Faizlerin hesaplanması kısmı ise tam
bir TEFECİ – BORÇLU ilişkisine işaret ediyor. TEFECİ’nin borçluya yapacağı
ödemeler TÜRK LİRASI üzerinden yapılacak. Bu TL cinsinden ödemenin ABD doları
olarak karşılığı Tefeci tarafından hesaplanacak ve Borçlu’ya bildirilecek. Bu
“hesaplama” ve “bildirme” kısımlarının diğer giderlerden sayılacağını ve borç
alınmış gibi hesaplanacağını belirtmeye bile gerek yok. Üstelik TL cinsinden
yapılan para aktarımının kaç ABD doları tutarında olduğu TC Merkez Bankası
Döviz SATIŞ kuru üzerinden hesaplanacak. Yani aslında dolar olarak
borçlandırıldığımız halde bir de TC’den dolar satın almışız gibi kur farkı da
ödemek zorunda kalacağız.
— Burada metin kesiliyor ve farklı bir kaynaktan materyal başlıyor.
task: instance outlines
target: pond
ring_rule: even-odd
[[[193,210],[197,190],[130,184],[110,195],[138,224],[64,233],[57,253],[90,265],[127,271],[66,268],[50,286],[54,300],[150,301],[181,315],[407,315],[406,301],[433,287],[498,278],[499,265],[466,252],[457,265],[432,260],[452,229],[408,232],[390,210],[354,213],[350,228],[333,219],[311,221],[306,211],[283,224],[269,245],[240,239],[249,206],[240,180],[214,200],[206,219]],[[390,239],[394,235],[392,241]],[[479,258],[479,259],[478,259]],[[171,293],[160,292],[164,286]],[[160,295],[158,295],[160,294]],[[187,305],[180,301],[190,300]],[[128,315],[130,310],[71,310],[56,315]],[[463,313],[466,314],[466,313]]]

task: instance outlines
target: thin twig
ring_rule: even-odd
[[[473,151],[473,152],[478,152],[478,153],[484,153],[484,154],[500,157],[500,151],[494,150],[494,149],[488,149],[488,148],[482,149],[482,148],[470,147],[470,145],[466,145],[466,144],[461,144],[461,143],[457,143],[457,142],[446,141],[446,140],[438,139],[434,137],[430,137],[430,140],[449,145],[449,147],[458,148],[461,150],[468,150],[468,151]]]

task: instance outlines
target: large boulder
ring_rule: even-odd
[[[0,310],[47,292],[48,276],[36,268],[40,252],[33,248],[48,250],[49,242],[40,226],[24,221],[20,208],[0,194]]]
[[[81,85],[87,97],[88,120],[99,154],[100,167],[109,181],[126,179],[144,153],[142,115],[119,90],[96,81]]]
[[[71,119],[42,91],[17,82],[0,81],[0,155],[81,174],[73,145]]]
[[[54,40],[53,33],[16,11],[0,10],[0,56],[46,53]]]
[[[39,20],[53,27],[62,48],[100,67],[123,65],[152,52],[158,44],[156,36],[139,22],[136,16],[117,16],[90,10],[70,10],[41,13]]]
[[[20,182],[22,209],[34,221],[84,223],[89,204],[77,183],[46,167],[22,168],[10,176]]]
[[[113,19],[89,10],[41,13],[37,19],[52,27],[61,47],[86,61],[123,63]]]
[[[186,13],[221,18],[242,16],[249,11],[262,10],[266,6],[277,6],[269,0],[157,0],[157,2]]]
Bu yetmezmiş gibi, TL olarak aldığımız paranın geri
ödemelerini ABD Doları olarak yapacağız. Faizler ise borcun “kullanılan ve geri
ödenmemiş ABD Doları bakiyesi üzerinden, Reuters’in LIBOR sayfasında yayınlanan
6 aylık ABD Doları LIBOR oranı üzerinden” ödenecek. (Bölüm 3.03)
Ödeme planına bakıldığı zaman ise
TEFECİ’nin ne kadarlık bir ödemeyi ne zaman yapacağı tamamen kendi
inisiyatifine bırakılmışken; BORÇLU Ana Para geri ödemelerini 3 yıl sonra 1.
Taksit olmak üzere 14 eşit taksitte ve Faiz/masraf ödemelerini Anlaşma’nın imza
tarihinden itibaren 6 ay içinde başlamak üzere 114 ayda tamamlayacak. Ayrıca “Borçlu
vade tarihinde kısmen veya tamamen ödenmemiş her meblağ kapsamında gecikilen
süre için, iş bu Kredi Anlaşması’nda öngörülen faiz oranına bir puan (%1) ilave
edilerek tespit edilecek oran üzerinden GECİKME FAİZİ ödeyecektir.” (Bölüm
5.01)
Kısacası TEFECİ ile BORÇLU arasında
yapılan bu “Kredi Anlaşması”nın, başta da belirttiğimiz gibi herhangi bir
yeni-sömürge ülkenin IMF-DB tarafından maruz bırakıldığı borç mahkumiyetinden
hiçbir farkı yok…
TEFECİ’nin bu anlaşmadan elde ettiği
hak ve menfaatler sadece yukarda sayılanlarla da sınırlı değil. Kredinin
koşullarını düzenleyen Bölüm 3.05’te aynen şöyle deniliyor: “TEFECİ, iş bu
anlaşma kapsamında yaptıracağı kredi kullanımlarından, iş bu anlaşma dahilinde
veya TEFECİ ile BORÇLU arasında yapılmış başka kredi anlaşmaları dahilinde
yapılması gereken diğer ödemelere tekabül eden miktarı düşerek BORÇLUYU TAM
MİKTAR KULLANMIŞ GİBİ BORÇLANDIRMA veya kendisine ulaşan ödemeleri bu anlaşma
dahilinde veya TEFECİ ile BORÇLU arasında yapılmış başka kredi anlaşmaları
dahilinde yapılması gereken diğer ödemelere MAHSUP ETME HAK VE SERBESTİSİNE
sahiptir.” Bunu Türkçesi ise TC’ye öeyeceğimiz parayı hangi borcumuza
sayacağına yine TC’nin karar vereceği ve başka borçlarımızdan kaynaklı geri
ödemeleri yapmadığımız takdirde bu anlaşma gereği yapması gereken ödemeyi
yapmadığı halde yapmış gibi bizi borçlandırabileceğidir. Üstelik “her türlü
anlaşmazlık halinde TEFECİ’nin defter ve kayıtları esas alınacaktır. Bu anlaşma
kapsamında ortaya çıkacak uyuşmazlıklara TC Kanunları uygulanacaktır.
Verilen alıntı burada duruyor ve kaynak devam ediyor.